293T cells were transfected using JetPEI (Polyplus-transfection) following the manufacturer’s instructions. Twenty-four h after transfection cells were imaged on a Zeiss AxioObserver Z1 wide-field microscope using a ×20 objective and Axiocam 506 mono camera and assayed for reporter expression by flow cytometry on a BD Accuri C6 flow cytometer. In parallel, cells were assayed for expression of NSP1, NSP2 and mCherry–Flag and reporter mRNA levels as detailed in ‘Flow cytometry analysis of Strep and Flag tags’ and ‘Quantitative real-time PCR analysis’.

Flow cytometry analysis of Strep and Flag tags

The expression of NSP1, NSP2 and mCherry was verified by staining of the fused tags, Strep tag for NSP1 and NSP2 and Flag tag for mCherry, followed by flow cytometry.
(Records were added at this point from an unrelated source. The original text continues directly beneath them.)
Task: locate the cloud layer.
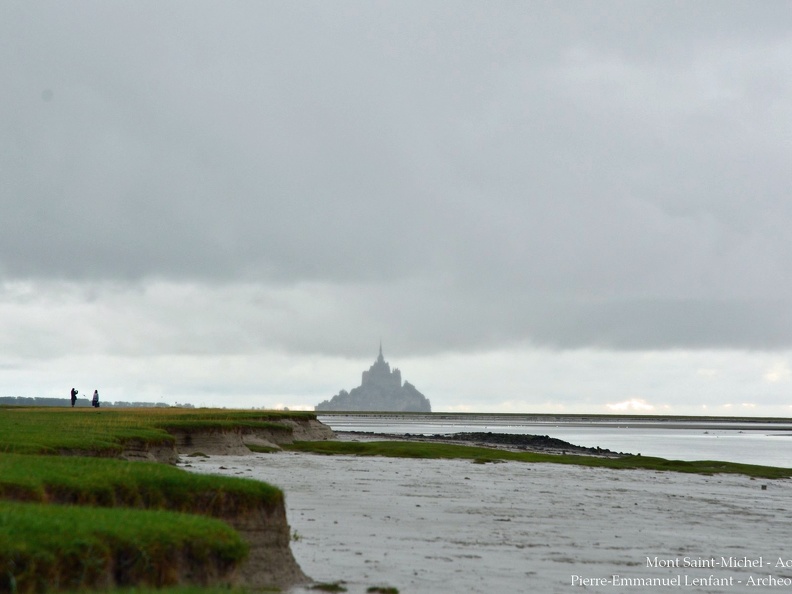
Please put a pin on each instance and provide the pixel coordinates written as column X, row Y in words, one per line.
column 186, row 179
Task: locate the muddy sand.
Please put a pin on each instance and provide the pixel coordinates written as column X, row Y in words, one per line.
column 437, row 526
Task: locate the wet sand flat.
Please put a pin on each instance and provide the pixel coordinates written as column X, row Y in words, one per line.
column 456, row 526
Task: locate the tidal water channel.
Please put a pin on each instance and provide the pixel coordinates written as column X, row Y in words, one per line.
column 749, row 441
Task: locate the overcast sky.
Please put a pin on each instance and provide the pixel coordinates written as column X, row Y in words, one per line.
column 536, row 206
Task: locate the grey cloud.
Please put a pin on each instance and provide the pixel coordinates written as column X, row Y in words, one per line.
column 608, row 173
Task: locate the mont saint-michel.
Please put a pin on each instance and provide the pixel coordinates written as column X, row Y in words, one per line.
column 380, row 390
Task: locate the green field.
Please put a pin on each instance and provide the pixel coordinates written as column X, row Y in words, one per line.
column 69, row 522
column 105, row 431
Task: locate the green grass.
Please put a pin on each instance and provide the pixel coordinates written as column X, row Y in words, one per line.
column 74, row 522
column 109, row 482
column 406, row 449
column 48, row 547
column 49, row 430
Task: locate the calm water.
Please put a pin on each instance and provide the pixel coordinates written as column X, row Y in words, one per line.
column 732, row 441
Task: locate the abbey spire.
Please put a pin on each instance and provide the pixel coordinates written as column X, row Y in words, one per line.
column 381, row 389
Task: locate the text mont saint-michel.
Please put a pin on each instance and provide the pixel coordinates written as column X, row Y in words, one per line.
column 713, row 562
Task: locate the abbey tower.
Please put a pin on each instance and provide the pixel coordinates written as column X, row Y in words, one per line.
column 380, row 390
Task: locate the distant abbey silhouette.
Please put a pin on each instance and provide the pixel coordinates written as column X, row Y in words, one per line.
column 381, row 390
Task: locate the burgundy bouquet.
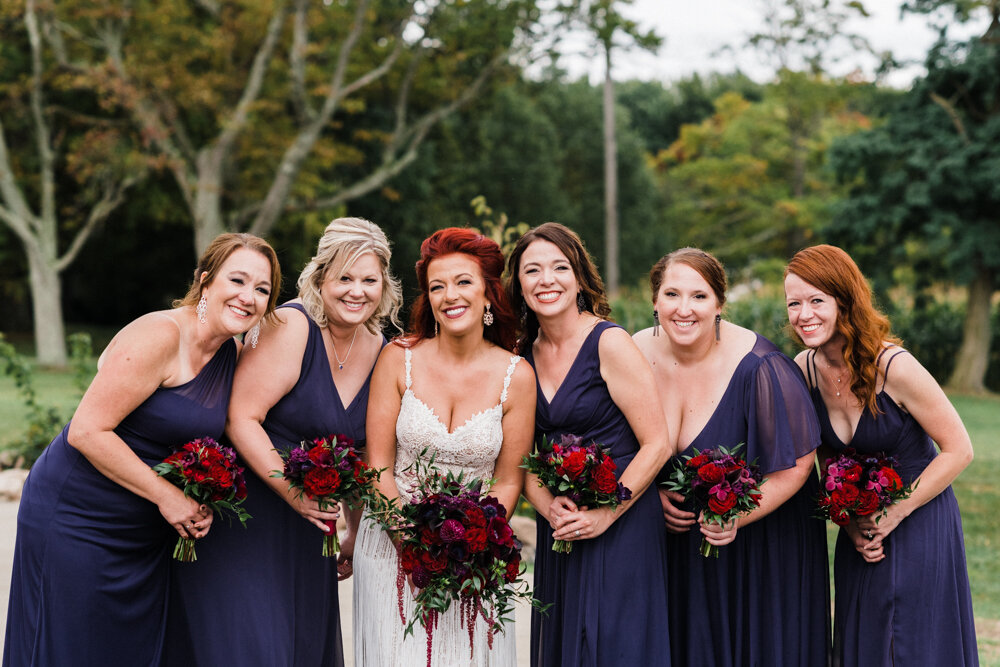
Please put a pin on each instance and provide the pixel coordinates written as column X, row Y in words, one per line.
column 455, row 545
column 583, row 473
column 856, row 484
column 720, row 484
column 328, row 470
column 207, row 472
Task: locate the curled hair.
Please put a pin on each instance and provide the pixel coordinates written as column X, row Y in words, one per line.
column 487, row 255
column 707, row 266
column 216, row 254
column 864, row 328
column 587, row 278
column 345, row 240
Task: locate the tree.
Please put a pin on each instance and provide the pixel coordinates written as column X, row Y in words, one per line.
column 64, row 171
column 924, row 186
column 256, row 115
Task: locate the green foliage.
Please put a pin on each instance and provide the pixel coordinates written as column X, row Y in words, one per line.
column 44, row 421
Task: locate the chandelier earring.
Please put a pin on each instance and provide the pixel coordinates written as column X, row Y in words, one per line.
column 254, row 335
column 202, row 309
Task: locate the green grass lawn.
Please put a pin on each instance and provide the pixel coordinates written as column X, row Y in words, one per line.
column 977, row 489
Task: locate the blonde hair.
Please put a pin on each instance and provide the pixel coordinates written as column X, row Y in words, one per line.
column 345, row 240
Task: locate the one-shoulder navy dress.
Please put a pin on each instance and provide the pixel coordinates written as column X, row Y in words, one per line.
column 92, row 559
column 914, row 607
column 766, row 599
column 265, row 595
column 608, row 595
Cells were fixed in 4% paraformaldehyde, permeabilized in 0.1% Triton X100, and stained using either Strep-TactinXT DY-649 (IBA-lifesciences) or Alexa Fluor647 anti-DYKDDDDK Tag Antibody (BioLegend). Flow cytometry analysis was performed on BD Accuri C6 and analysed on FlowJo. Normalization to the mode is presented in the histograms.

Quantitative real-time PCR analysis

Total RNA was extracted using Direct-zol RNA Miniprep Kit (Zymo Research) following the manufacturer’s instructions. cDNA was prepared using qScript FLEX cDNA Synthesis Kit with random primers (Quanta Biosciences) following the manufacturer’s instructions. Real-time PCR was performed using the SYBR Green PCR master-mix (ABI) on the QuantStudio 12K Flex (ABI) with the following primers (forward, reverse): GFP (TGACCCTGAAGTTCATCTGC, GAAGTCGTGCTGCTTCATGT); mCherry (ACCGCCAAGCTGAAGGTGAC, GACCTCAGCGTCGTAGTGGC); and 18S (CTCAACACGGGAAACCTCAC, CGCTCCACCAACTAAGAACG)

GFP and mCherry mRNA levels were calculated relative to 18S rRNA.


Figure 4g was created with BioRender. Fluorescence-activated cell sorting figures were created with FlowJo and the rest of the figures were drawn with ggplot2 in R.

Reporting summary

Further information on research design is available in the Nature Research Reporting Summary linked to this paper.